Wylie Mills and Settlement of Houses
The fifth image is a photograph of Wylie Mills and the settlement of houses that were built up around the mill. The first thing that catches the eye when looking at this picture is the cookie-cutter houses. The mill is in the background with the houses spaced evenly in front of the mill moving into the foreground. All of the homes look to be the same size, the same color, and with the same amount of land around it. They seem to be strictly utilitarian, built to give the workers shelter and nothing else.
Another thing that pops out of this picture is the absence of a schoolhouse. Wylie Mill had no school available for the children to attend. This absence of a school had to be very detrimental to the children of the mill town. The effects have already been seen in an earlier picture. Daisy Estis, a girl who looks to be age fifteen, cannot even spell her own name. This was more than likely the rule, not the exception. In the mill town of 1908 children were valued more for their working capacity than for their intellect. The southern textile industries growth was based to a large extent on the labor of children. Between 1880 and 1910 manufacturers reported that about a quarter of their work force was under the age of sixteen and many more went unreported (Hall, pg. 56). With children being used as the foundation of the industry, it is not surprising that education was not a prominent aspect of mill towns, Wylie Mill included.

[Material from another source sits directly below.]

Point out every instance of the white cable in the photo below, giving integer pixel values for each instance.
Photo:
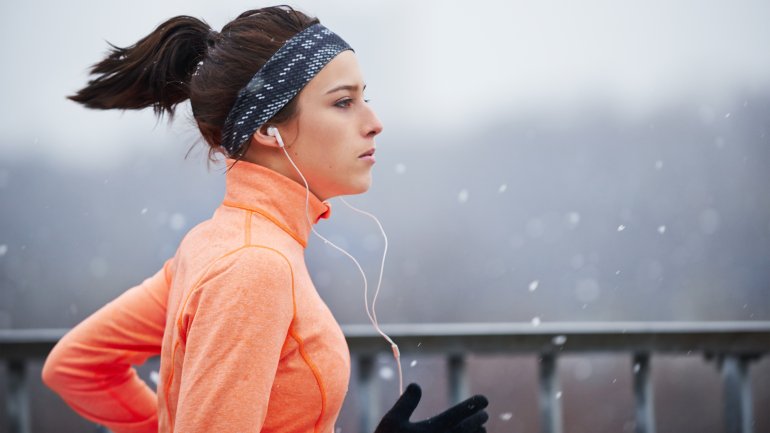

All of these pictures, when looked at as a whole, give further insight into child labor and mill towns during this time period. Children worked up to seventy hour weeks for low pay in poor working conditions. Even when making money the children were not guaranteed to keep their earnings. Parents considered their children’s earnings a family resource, not individual income. Even into their late teens most mill children gave up their wages. A federal report estimated that in 1907-8 girls above age fifteen surrendered eighty-nine percent of their earnings to family, and boys the same age gave up seventy-three percent (Hall, pg. 162). This must have been an even bigger disappointment for these child laborers. After risking life and limb working strenuous hours they more than likely rarely saw their earnings. Also, the poor working conditions had to be a continuous stressor. The threat to a worker’s health could be as sudden and violent as the snapping of a bone or as unrelenting as the clouding of a lung with lint. All in all, these pictures do a wonderful job of depicting the terrible conditions child mill workers in South Carolina encountered on a daily basis during the first decade of the twentieth century.